Cuando cumplí el primer año de nacida, mi madre me vistió con una bata rosada, según consta en las fotos tomadas ese día y según dictaba, no digamos la tradición –que ya en los 90 iba careciendo de sentido– pero sí la más estricta lógica binaria de hombre-mujer, noche-día, bueno-malo… Lo que siguieron fueron muchas muñecas y, en espiral, lazos, buenas maneras, los sentarse derecha, el no jugar con camiones, la delicadeza y el agradable ademán impuesto de la feminidad… pronto llegó aquello de ser una flor (olorosa, frágil, delicada, indefensa) y un abismo cada vez más pronunciado entre lo que parecía significar ser mujer y lo que se revolvía dentro de mí, ansioso por la aventura, ávido por tomar el poder de mis propias decisiones.

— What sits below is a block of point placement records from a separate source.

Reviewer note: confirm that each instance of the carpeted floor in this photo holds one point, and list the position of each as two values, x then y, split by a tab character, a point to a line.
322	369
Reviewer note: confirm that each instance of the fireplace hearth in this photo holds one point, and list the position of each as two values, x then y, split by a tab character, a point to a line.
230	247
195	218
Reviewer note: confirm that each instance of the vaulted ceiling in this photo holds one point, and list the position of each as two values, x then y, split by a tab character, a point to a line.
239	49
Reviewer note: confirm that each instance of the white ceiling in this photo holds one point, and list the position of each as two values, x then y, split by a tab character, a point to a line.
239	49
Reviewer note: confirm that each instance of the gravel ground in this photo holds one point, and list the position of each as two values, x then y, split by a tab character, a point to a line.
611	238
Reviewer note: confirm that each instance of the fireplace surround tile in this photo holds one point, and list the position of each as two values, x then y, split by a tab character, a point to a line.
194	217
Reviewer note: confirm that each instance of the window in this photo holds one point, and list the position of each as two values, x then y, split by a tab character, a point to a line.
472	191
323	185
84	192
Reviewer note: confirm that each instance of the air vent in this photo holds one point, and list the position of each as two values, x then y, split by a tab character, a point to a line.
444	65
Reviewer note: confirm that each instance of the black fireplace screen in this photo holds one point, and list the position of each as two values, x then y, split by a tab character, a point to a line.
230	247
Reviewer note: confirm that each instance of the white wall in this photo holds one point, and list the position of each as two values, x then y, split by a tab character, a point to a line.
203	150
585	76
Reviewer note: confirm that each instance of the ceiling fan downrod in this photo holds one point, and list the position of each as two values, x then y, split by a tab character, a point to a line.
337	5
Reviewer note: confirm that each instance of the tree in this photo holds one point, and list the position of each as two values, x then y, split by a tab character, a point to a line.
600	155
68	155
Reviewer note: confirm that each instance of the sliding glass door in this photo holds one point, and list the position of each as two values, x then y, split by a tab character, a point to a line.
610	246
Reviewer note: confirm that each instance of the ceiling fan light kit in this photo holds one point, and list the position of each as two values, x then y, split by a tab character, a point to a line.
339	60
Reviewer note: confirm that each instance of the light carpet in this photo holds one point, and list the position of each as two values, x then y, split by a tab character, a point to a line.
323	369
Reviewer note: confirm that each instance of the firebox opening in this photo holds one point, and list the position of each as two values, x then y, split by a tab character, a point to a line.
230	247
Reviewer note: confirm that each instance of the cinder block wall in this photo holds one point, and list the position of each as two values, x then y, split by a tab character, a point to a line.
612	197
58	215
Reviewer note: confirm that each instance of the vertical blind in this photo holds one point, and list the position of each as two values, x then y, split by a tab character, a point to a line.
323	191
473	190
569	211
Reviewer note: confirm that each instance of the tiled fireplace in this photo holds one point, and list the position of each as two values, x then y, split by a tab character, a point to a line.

Sucedió entonces que en el ansia de ser igual a los hombres y gozar de su misma aparente libertad, muchas descubrimos que quizás la batalla más grande no era la de borrar todas las diferencias, sino hacer confluir en armonía nuestros contrastes. Por eso, un día dejé de lamentarme en secreto del hecho de ser hembra y no poder por ello hacer tantas cosas resumidas bajo el concepto de la independencia. Descubrí que sí era posible ser la dueña, en toda la dimensión de la palabra, de mi vida y de esa convención que llamamos “destino”. 

Foto: Pinterest

Hoy soy feliz de haber nacido mujer, con la capacidad de traer la vida, pero con la opción de no hacerlo si no lo deseo, poseedora de toda la herencia cultural, étnica y religiosa que las “ellas” de mi familia han resguardado durante siglos y poder honrarla con respeto, pero aplicándole los más actuales conceptos de las ciencias sociales y las tecnologías en desarrollo. Ya le ganamos la porfía a las máquinas y a los sufragios, pero queda muchísimo por hacer… y la mejor manera será con el tremendo orgullo de ser mujer.